Oracle AI Data Platform

9.2.29 Oracle AI Data Platform

Overview

Oracle AI Data Platform is a new product offering that brings together data lake, analytics, and orchestration services into one unified platform. With centralized governance, built-in collaboration, and seamless integration across internal and external data sources, it helps enterprises to accelerate their data-driven decision-making and enables them to perform data analytics at scale with greater speed and efficiency.

Parent topic: Target

9.2.29.1 Detailed Functionality

Overview

Replication to Oracle AI Data Platform uses the stage and merge data flow. The change data from the Oracle GoldenGate trails is staged in micro-batches at a temporary staging location (external stage) in OCI Object Storage. The staged records are then merged into the Oracle AI Data Platform target tables using a merge SQL statement. By default, staged records are merged in every 3 minutes.

Parent topic: Oracle AI Data Platform

9.2.29.1.1 Staging Location

The change data records from the Oracle GoldenGate trail files are formatted into Avro OCF (Object Container Format) and are then uploaded to the staging location.

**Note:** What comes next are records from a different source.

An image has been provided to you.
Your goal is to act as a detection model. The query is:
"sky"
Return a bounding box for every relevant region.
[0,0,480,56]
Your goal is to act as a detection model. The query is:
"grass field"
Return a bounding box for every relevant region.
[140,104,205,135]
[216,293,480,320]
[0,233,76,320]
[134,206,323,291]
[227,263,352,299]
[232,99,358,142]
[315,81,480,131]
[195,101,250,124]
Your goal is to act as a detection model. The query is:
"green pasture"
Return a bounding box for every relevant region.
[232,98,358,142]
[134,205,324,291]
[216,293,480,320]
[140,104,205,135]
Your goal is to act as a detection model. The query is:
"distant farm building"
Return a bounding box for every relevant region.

Change data can be staged on the following object store:

OCI Object storage

Parent topic: Detailed Functionality

9.2.29.1.2 Database User Privileges

For replicating into the Oracle AI Data Platform the database user requires the following privileges:

SELECT, CREATE, INSERT, UPDATE, and DELETE permissions on the target tables.
SELECT, CREATE, ALTER, and DROP permissions on the external tables.

Parent topic: Detailed Functionality

9.2.29.1.3 Prerequisites

You must have Oracle Cloud Infrastructure account set up for Oracle AI Data Platform.
Simba JDBC driver for Apache Spark. You can download the Simba JDBC driver from the cluster detail page of the Oracle AI Data Platform console. For more information, see Simba JDBC Driver for Apache Spark.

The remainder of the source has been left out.